Don't trust a judgment list


In search, judgment lists fall apart. It’s frankly, humbling and humiliating :)

The work isn’t whatever tech returns search results. The work is the measurement - the evaluation. Everything else becomes incidental in search.

Better evals has been my humbling lesson about from industry. Humbling because its not exciting or sexy, but because its hard. And its the work nobody wants to do. Everyone wants to do .

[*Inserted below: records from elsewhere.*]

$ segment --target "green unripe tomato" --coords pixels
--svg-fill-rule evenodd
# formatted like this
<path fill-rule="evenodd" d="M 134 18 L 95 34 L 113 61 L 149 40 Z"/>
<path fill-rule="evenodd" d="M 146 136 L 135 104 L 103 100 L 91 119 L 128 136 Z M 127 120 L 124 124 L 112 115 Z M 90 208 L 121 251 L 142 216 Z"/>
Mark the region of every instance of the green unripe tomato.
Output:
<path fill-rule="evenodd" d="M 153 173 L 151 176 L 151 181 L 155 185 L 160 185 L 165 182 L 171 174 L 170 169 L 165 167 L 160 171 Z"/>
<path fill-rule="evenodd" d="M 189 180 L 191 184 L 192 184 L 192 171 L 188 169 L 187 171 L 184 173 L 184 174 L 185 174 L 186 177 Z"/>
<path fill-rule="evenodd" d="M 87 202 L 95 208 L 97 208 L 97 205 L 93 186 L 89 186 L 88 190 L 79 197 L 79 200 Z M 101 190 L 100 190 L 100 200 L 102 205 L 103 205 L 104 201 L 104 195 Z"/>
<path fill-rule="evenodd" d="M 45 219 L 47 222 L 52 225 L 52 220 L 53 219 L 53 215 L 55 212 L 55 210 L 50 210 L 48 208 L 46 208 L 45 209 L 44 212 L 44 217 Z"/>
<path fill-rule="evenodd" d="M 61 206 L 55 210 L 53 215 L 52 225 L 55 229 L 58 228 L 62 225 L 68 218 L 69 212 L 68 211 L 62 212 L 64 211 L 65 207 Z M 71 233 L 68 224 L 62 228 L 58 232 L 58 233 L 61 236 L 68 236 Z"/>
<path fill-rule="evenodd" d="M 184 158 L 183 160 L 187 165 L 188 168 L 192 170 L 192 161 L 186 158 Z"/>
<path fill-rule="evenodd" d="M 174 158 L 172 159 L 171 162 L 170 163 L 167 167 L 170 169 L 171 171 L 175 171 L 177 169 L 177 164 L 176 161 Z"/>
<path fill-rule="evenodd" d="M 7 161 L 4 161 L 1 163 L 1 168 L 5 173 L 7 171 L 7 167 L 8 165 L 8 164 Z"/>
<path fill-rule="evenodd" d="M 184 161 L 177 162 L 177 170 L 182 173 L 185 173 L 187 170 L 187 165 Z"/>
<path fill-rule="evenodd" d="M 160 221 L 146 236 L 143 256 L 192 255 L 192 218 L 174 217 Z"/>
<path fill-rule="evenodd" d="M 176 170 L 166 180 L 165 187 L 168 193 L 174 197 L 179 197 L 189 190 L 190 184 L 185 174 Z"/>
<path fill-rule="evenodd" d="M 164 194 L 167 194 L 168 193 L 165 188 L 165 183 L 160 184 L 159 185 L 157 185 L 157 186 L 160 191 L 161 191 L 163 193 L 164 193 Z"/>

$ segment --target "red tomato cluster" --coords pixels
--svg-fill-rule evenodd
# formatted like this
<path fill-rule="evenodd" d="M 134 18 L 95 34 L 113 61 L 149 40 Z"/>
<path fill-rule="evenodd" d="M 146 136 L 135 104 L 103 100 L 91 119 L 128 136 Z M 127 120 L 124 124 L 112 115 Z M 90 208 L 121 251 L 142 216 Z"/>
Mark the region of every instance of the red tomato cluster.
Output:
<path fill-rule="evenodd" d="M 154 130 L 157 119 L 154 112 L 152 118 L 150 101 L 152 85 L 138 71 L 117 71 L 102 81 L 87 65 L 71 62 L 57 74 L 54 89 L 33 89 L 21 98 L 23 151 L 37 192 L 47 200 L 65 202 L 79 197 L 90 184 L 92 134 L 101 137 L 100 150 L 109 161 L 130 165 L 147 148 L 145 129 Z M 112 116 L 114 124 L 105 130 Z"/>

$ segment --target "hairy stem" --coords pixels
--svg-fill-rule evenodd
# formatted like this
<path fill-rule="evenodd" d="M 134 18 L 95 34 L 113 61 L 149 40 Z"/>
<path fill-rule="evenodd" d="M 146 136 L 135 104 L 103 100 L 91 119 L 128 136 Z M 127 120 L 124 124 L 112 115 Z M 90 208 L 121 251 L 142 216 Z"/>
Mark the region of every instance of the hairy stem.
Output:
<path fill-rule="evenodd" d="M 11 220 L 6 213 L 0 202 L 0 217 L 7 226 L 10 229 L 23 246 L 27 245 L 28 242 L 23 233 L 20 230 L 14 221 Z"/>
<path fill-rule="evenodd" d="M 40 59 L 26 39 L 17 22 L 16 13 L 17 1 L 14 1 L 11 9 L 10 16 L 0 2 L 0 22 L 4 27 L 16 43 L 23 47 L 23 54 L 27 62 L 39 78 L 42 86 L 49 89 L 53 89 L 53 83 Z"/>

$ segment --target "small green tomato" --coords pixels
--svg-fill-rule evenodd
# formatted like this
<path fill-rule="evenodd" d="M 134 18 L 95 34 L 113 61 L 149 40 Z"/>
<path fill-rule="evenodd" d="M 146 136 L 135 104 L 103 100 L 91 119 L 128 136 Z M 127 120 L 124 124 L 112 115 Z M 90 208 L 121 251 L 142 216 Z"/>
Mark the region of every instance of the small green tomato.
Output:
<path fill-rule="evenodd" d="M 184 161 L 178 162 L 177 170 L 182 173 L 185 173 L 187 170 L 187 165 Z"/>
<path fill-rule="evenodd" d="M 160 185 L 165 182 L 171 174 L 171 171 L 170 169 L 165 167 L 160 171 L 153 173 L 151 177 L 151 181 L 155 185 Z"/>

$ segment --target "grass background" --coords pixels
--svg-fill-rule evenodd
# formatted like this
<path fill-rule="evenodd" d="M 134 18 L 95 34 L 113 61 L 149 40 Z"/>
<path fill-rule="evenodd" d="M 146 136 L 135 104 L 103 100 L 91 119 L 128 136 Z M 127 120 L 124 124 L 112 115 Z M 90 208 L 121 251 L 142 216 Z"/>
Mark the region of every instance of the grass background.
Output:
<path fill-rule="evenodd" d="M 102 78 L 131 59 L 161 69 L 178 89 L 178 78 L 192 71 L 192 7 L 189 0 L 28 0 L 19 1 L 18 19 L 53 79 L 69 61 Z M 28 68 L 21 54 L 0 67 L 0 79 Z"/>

For this reason, almost everyone overreads the value of some naive judgment list method. Almost nobody wants to understand limitations. The casual judgment list our team put together by hand, the crowdsourced one from experts, the clickstream based. None of which I’d trust beyond well-scoped problems. It’s easy to cherry pick when one approach worked, but ignore when it failed. It’s harder to admit our systems of evaluation have deep, fundamental flaws no miracle fix can cure.

That all has to change if you train a model on user behaviors. Then this becomes the REAL work of search. It’s not whether you choose LambdaMART or a cross encoder or a bi encoder or 512 trained hamsters. The real modeling work is “does this floating point accurately describe whether a real user thinks this result is relevant or not”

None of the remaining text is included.